Horowitz and Patton call their method "intent extraction." It consists of a set of filters that are able to infer the arm's intended trajectory based on the nature of the interruption, the environmental dynamics encountered by the arm, the biomechanics of the arm itself, and the arm's actual motion at the time of its interruption. All of this is then jammed together in a gnarly looking differential equation and solved, with the result being the likely trajectory had the system not been interrupted—or, in other words, the equilibrium state of all of those competing influences, from muscles to nervous system.
"The arm has a dynamic equilibrium in the sense that the mass of the arm resists unexpected acceleration and the elasticity of the arm's muscles resists unexpected stretching," Horowitz told me. "I say unexpected because the last term in [the equation] describes how even though mass resists all forces and springs resist all stretches, in the context of well-planned movement they only resist disturbances to the plan."

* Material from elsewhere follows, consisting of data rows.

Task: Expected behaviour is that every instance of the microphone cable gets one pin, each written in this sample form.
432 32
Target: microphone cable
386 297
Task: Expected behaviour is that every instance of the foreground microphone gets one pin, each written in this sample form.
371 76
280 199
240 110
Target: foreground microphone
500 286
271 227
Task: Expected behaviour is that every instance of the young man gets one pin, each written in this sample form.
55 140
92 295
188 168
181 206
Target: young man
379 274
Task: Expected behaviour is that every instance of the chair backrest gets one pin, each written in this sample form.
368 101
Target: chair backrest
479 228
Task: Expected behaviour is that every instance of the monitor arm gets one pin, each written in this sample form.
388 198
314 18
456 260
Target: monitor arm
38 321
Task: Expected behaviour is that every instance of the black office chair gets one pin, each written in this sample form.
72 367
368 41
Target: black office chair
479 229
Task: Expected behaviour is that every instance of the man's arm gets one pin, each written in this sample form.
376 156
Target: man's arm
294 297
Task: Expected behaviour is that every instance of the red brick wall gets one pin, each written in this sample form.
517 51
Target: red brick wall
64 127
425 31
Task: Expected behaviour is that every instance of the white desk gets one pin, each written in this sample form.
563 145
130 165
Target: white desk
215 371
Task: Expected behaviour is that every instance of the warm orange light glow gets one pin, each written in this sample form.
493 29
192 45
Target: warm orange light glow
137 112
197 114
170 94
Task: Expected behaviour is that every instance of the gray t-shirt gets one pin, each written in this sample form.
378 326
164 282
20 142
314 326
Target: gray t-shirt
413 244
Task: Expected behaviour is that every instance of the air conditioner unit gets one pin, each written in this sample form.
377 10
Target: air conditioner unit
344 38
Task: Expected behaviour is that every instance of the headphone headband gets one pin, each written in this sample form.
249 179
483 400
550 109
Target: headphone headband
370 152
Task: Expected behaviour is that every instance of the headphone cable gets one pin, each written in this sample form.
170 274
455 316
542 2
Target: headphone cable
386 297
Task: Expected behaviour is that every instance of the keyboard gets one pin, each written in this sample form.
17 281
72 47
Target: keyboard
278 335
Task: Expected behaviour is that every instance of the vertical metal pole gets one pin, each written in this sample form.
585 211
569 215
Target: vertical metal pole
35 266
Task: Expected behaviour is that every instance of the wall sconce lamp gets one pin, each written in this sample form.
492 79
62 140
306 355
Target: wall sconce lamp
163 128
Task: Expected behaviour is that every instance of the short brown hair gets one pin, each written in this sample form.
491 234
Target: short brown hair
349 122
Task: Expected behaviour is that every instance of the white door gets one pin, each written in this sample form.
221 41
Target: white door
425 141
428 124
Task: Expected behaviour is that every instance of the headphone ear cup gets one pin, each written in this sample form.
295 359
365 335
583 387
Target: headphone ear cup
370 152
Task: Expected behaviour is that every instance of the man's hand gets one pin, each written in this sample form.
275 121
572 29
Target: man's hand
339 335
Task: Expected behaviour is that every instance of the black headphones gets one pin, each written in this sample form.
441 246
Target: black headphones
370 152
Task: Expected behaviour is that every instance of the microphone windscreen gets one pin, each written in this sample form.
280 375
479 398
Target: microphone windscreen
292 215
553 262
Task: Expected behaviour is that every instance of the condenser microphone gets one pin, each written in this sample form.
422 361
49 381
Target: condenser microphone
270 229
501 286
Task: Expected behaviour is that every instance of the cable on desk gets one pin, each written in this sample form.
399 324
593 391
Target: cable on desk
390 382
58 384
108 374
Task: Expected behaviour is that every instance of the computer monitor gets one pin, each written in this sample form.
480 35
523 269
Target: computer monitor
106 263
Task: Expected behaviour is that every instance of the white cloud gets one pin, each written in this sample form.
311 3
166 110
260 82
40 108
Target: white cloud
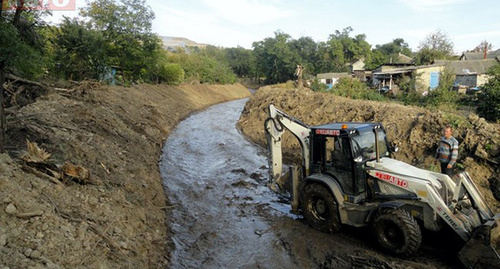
247 12
431 5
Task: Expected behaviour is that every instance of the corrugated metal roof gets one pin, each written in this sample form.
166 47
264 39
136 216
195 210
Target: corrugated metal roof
479 55
403 59
332 75
468 66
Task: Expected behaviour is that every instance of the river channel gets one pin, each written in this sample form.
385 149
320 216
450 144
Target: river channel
225 216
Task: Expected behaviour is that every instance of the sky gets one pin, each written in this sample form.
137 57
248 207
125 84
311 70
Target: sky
232 23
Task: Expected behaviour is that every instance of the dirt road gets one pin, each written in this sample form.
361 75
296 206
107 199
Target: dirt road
224 216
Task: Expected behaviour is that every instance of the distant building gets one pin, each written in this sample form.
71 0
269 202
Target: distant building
467 56
470 73
390 74
331 79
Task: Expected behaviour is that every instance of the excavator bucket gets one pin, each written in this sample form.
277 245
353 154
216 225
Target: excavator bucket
482 250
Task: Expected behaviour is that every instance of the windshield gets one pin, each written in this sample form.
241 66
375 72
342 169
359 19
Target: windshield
364 145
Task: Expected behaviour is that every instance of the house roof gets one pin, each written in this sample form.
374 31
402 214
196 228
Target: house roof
403 59
332 75
479 55
468 66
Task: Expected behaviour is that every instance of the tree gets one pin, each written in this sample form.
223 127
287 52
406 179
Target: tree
241 60
126 26
80 53
435 46
489 101
340 50
20 50
383 53
275 58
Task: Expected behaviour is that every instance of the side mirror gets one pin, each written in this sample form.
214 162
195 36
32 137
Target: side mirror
393 148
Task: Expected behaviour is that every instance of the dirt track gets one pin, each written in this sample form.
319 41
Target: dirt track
225 216
414 130
117 133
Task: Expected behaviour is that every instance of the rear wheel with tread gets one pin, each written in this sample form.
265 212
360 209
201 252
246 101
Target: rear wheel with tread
397 231
320 208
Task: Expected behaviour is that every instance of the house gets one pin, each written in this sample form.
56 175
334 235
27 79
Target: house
467 56
358 70
390 74
470 73
331 79
403 59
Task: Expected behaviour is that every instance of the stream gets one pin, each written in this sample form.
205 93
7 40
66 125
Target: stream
217 180
225 216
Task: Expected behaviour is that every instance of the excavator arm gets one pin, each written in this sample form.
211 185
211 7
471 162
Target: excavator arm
275 126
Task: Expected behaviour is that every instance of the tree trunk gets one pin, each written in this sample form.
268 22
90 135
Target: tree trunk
17 15
1 10
2 109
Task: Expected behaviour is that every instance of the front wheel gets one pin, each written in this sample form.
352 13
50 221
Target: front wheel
397 232
320 209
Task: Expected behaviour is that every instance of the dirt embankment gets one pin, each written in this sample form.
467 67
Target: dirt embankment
118 221
415 130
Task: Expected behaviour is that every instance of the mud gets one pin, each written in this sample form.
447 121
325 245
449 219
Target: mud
117 134
225 216
414 130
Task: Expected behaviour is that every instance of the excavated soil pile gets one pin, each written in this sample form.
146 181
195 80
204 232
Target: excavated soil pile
117 219
414 130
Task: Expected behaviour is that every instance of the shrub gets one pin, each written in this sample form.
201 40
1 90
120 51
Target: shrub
171 73
489 100
317 86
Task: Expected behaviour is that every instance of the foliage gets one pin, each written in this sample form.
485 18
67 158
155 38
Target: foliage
80 53
317 86
171 73
489 100
355 89
205 69
275 58
241 61
383 53
21 49
435 46
126 28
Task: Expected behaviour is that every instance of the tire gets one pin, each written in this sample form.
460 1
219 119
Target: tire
397 232
320 209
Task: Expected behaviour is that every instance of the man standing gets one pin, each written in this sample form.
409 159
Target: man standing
447 151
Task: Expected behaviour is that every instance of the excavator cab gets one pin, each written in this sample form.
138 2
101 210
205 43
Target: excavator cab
341 150
347 177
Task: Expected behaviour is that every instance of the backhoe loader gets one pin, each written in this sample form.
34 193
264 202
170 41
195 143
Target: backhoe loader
348 177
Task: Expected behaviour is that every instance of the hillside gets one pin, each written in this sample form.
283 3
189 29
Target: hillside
414 130
170 42
117 219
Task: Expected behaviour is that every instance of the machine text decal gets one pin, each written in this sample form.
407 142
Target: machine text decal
392 179
328 132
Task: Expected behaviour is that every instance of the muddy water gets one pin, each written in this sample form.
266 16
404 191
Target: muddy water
226 217
215 179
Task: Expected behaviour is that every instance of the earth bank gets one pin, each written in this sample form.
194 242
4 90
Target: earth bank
119 219
414 130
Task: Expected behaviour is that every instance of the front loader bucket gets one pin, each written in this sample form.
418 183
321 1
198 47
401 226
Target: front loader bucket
482 250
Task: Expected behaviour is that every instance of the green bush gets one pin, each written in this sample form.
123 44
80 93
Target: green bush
317 86
171 73
489 100
443 96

The pair first tested out their algorithm using the reaches of a simulated right arm, which were disturbed by two different types of forces: pulses and noise. Pulses are just concentrated forces directed at right angles to the arm's direction of motion, while noise forces are, much as they sound, chaotic multi-directional forces applied over a span of time. We can imagine a pulse as someone slapping the reaching hand away, and noise as the turbulent flow of air or water around the arm.

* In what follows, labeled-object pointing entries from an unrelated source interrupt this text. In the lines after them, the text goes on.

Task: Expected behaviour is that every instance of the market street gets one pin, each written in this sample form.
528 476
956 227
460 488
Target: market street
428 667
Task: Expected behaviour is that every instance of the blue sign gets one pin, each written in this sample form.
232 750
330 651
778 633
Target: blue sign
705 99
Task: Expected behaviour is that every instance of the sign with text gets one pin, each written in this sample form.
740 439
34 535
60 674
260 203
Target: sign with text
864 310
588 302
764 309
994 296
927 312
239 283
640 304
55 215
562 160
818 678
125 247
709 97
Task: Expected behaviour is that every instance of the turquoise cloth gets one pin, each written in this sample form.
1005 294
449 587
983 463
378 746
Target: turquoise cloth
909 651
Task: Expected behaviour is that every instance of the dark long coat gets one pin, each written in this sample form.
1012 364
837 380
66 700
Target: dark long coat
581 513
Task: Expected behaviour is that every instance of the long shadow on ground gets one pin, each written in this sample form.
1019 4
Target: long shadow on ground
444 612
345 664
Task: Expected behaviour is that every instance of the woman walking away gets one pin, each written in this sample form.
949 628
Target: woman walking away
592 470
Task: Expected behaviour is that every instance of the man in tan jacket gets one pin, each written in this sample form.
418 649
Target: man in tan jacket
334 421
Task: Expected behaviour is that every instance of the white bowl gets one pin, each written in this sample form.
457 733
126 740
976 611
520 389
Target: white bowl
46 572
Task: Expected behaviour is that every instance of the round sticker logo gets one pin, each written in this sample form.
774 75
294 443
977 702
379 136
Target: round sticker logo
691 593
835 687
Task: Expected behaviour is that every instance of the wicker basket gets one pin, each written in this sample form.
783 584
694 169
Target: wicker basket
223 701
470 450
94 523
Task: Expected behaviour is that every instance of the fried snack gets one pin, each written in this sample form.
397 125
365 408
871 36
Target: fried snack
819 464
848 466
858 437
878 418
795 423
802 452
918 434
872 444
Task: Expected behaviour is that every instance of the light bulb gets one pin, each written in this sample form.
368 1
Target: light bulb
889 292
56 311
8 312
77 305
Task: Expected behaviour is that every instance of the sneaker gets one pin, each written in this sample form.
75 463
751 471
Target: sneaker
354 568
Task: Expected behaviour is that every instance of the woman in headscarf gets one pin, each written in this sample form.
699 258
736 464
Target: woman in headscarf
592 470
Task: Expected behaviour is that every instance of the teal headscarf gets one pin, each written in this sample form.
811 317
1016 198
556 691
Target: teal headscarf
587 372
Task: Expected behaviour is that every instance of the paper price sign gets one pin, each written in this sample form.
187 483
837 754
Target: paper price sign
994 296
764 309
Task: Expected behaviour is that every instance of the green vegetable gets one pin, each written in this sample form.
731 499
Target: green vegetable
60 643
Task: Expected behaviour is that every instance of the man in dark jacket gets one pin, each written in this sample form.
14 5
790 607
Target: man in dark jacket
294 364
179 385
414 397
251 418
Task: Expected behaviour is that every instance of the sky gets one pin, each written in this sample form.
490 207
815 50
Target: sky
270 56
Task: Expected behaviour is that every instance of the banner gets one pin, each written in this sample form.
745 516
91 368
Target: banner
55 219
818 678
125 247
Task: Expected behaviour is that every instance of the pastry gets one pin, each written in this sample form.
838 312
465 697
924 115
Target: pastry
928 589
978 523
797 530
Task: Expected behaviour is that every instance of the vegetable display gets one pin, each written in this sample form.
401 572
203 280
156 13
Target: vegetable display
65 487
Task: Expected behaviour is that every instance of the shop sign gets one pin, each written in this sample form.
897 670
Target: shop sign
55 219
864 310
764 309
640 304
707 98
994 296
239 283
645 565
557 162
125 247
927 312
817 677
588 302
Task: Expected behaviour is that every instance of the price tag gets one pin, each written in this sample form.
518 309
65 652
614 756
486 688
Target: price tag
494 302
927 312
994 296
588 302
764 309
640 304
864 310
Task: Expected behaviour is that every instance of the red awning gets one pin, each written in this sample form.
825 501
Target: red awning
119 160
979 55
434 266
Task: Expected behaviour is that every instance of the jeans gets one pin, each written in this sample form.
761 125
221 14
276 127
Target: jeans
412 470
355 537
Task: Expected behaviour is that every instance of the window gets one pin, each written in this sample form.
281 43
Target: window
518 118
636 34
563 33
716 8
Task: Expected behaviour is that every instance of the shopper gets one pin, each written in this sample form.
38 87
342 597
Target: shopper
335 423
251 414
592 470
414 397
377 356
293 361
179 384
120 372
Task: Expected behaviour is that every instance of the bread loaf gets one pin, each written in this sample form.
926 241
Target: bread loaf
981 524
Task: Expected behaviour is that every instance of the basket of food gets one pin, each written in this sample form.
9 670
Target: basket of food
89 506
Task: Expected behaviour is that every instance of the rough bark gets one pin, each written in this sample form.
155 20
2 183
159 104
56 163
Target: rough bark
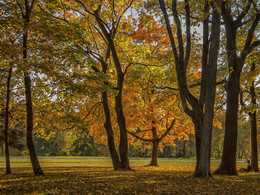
29 137
181 63
253 121
204 164
7 154
110 133
123 143
228 161
28 94
154 153
235 63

In a second part to the experiment, they followed up with human subjects, compiling data on 730 total reaches. Within 150 milliseconds following the disturbances, the algorithm could predict intended hand paths well enough. After that, around the point that the brain begins to react, things got murky.

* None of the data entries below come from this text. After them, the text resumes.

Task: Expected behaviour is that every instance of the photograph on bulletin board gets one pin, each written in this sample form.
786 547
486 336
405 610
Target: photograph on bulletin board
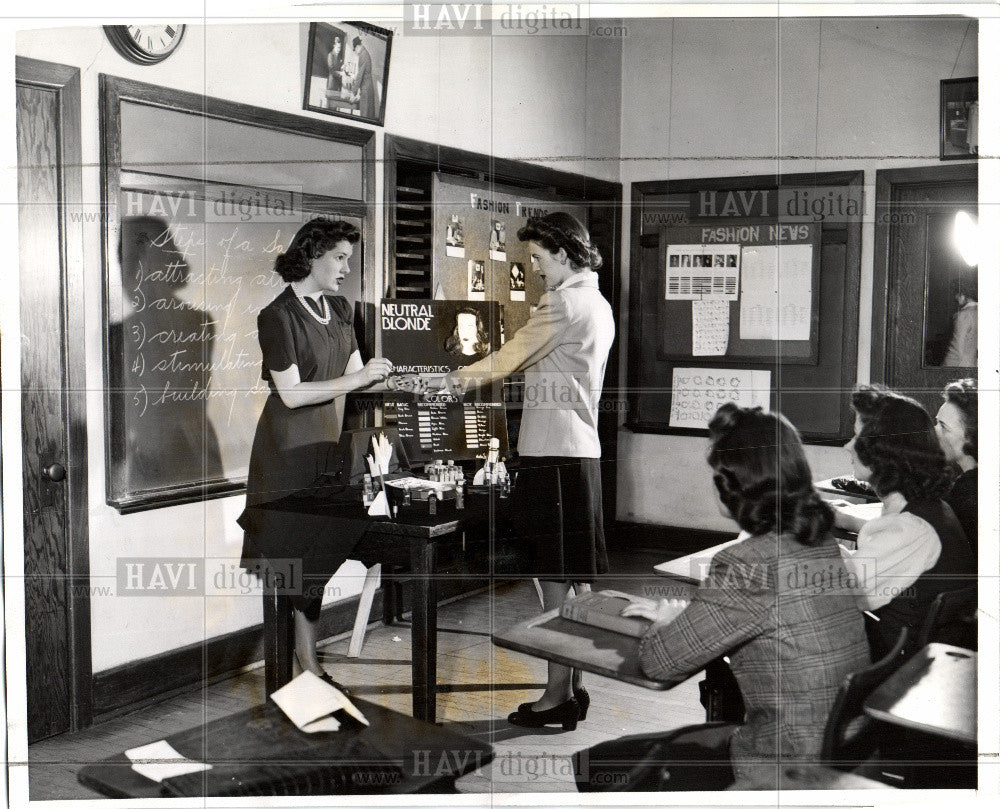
749 291
476 254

"The algorithm does not predict the future," Horowitz explained. "It can only recover what the person is intending in real-time. On modern hardware, that means the algorithm is a fraction of a millisecond behind reality. That fraction of a millisecond is still many many times faster than the brain can react. A helpful analogy might be anti-lock brakes. A person uses constant pressure on the brakes and that means they want to stop, but pumping the brakes much faster than a human could manage is actually more effective. Similarly, the car's computer can react faster at the steering wheel and it can control individual wheels."
The brain catches up to reality after about 100 milliseconds, which may be too late already to sufficiently react. A computation isn't instantaneous, but it winds up being fast enough to matter, at least.
This has implications for not just cars and other large machines piloted by humans, but in medicine as well. An example offered by the researchers is that of a stroke patient beset by tremors. They may be able to intend to lift the cup to their mouth, but are foiled by the tremors. The algorithm could offer a solution.